Hi, I missed the deadline to register, is there any chance of late registration?
Hi Sergio,
Please email me (my email is on the conference website).
Any chance I could still register? I would love to listen in San Fransisco. I will email as well.
Hi Diana,
Could you email me (my email is on the website). Thanks
Hi Diana,
Could you email me (my email is on the website) – you might have emailed Andrew but I am the one giving out details! :) Thanks
Great… this is announced on the blog when registration (Europe time zone) is closed. The argument that you need to send information to the participants in time sounds like to snail-mail type regression.

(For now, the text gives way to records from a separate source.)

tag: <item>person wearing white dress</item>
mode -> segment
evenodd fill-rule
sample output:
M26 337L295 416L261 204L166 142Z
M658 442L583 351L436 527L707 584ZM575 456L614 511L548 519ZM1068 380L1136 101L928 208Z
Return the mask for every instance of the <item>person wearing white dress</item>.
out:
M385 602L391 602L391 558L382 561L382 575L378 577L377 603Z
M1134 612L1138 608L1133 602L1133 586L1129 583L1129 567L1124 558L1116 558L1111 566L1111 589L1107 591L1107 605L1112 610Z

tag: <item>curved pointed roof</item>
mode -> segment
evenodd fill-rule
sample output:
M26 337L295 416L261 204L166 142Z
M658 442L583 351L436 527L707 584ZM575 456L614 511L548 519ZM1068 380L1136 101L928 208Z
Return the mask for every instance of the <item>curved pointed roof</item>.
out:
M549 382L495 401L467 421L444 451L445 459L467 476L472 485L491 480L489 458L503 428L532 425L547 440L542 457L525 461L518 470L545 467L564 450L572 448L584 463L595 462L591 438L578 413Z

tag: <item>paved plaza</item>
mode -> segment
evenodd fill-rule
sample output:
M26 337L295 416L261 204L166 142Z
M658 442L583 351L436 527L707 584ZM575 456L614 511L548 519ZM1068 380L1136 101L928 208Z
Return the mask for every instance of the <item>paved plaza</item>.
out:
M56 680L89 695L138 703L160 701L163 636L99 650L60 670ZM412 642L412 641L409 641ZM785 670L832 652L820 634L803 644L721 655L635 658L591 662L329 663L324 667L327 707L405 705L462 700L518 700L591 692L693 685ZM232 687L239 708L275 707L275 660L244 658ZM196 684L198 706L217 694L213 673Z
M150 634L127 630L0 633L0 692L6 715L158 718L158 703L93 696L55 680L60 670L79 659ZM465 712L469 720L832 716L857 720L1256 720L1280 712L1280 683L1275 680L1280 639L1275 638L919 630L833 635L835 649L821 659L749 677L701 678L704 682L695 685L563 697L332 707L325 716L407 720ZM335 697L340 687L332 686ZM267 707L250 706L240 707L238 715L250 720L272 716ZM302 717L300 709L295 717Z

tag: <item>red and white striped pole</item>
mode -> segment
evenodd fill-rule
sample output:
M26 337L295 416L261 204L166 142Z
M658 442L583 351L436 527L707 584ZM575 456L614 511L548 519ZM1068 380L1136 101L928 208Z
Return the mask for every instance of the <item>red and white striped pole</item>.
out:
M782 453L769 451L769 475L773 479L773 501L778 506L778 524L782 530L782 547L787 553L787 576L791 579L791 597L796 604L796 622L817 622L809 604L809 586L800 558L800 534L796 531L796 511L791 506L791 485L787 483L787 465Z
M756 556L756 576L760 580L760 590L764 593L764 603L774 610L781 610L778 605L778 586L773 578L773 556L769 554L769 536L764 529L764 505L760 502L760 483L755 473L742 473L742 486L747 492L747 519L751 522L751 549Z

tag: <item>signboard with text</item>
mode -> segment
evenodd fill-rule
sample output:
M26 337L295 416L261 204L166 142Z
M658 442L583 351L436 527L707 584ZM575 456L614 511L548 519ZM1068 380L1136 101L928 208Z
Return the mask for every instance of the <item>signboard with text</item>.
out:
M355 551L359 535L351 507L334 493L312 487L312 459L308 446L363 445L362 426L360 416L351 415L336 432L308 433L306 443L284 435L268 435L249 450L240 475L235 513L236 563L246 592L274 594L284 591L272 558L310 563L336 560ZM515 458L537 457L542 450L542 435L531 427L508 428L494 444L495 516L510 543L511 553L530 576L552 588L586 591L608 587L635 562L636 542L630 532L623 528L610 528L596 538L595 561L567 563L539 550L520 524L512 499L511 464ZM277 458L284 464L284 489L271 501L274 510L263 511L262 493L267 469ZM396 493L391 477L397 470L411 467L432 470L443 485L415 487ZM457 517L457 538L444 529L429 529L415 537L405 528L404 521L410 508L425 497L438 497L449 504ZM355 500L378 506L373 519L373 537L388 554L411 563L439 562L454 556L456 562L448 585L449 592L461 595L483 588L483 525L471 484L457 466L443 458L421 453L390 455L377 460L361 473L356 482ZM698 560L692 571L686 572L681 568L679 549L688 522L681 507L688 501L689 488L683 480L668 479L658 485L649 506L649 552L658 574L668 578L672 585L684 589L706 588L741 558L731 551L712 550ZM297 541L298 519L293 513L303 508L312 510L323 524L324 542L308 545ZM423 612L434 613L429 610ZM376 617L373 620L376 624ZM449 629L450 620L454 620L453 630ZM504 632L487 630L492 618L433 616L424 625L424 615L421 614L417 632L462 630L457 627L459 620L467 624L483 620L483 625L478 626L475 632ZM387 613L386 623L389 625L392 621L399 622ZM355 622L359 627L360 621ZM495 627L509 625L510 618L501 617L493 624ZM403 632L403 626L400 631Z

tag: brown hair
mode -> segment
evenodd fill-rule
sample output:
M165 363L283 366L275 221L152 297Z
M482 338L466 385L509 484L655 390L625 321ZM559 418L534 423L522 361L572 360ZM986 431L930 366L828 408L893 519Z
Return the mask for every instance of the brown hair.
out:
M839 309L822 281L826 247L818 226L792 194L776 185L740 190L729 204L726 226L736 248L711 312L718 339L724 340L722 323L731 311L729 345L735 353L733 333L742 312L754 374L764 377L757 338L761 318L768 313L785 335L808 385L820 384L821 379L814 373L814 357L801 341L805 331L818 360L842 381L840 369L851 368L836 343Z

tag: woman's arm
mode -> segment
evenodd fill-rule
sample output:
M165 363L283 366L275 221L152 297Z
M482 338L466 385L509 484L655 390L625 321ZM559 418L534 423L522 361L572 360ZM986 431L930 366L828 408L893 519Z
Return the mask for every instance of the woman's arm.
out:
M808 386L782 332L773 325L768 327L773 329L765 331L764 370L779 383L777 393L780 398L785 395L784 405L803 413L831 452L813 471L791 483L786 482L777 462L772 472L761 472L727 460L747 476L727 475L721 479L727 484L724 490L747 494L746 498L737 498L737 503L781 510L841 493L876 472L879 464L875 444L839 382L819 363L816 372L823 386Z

Looks like you will need some more years to find out how this works.
Hi Dieter,
Could you please send me an email? My email is on the conference website. :)
Apologies for not giving you more notice.
A thing that is true during a pandemic that caused a massive reorganization of a conference that is also true not during a pandemic: no one owes you their time or their free labour so don’t be rude about it.
+a million
Thank you, Dan, for speaking up about this! Lots of people are doing their best to be flexible, patient, and accommodating given the uncertainty in everyday life–hopefully we can all keep more of that patience and kindness going forward.
Thanks to the organizers for doing all this, looks like a very interesting set of talks!
Dieter:
We announced the conference on the blog in February. Yesterday’s post was just a reminder for people who might have forgotten.